In the end, the article was rejected. Not enough "vendor quotes."
What is really important here is the fact that most of the articles being generated in the trade press are, by and large, "infomercials" on the printed page. Articles are being written by people who, if they have a technical background at all, are writing out of their field and are being judged on the acceptability of the content to vendors and advertisers. The vendors don't care about quality as long as a) you spell the name of their product correctly, and b) don't raise any issues that might reflect negatively on their product.
On another occasion, I was asked to turn out an article on, of all things, computer viruses! Be still my beating heart! I get to write in my field, about things I actually understand! I was, of course, asked because a search of the net turns up all kinds of articles that I've written. (Going back many, many years.)

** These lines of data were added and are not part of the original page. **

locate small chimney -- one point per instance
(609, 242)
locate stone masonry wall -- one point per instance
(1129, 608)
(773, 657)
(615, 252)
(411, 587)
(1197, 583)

In this case, the publisher wanted graphics. Lots of pictures. Well, I don't do graphics. I do text. I research. I delve. I push. I don't spend my time thinking up clever ways to illustrate a story about the Michelangelo virus with a parody of the ceiling of the Sistine Chapel, particularly since Michelangelo had nothing to do with the virus except that it triggered on his birthday. (And that was only found out by chance ...)
But I spend hours and hours trying to think up graphics that were actually suitable to the article, and create (or steal) them.
And then that article was turned down, too!
Why? Well, the company had this new plagiarism tool, that checked submitted content against the net. And, lo and behold, it turns out there were a lot of articles on the net, that talked about viruses in a way that was very similar to what I did. Well, of course there were. I wrote them! But, the tool said it was plagiarism. They got someone else to write the article. I read it. He copied a lot of the content from my articles on the net, but changed more of the wording. (Mostly so it didn't make sense.)
Is it any wonder we can't find any decent content in the trade press?
On September 9, 1945, a moth, battered to death, was found in relay 70 of panel F. It was taped into the log book, and the entry noted that it was the "First actual case of bug being found."
It was said to be Grace Hopper who found the moth, in the Mark II computer. Unfortunately, the Mark II didn't come online until 1947. (A commonly referenced photo of the page of the logbook is dated 1947, but after the fact.) And, while Grace Hopper certainly recounted the story of the moth, and the fact that, thereafter, when Howard Aiken asked why the machine wasn't "makin' numbers," he was often told that they were "debugging," there isn't any clear evidence that Grace actually found the bug or taped it into the log book.
It's fairly clear that the moth wasn't the first reference to a bug: the word "actual" definitely implies that the term "bug" was in common use at the time.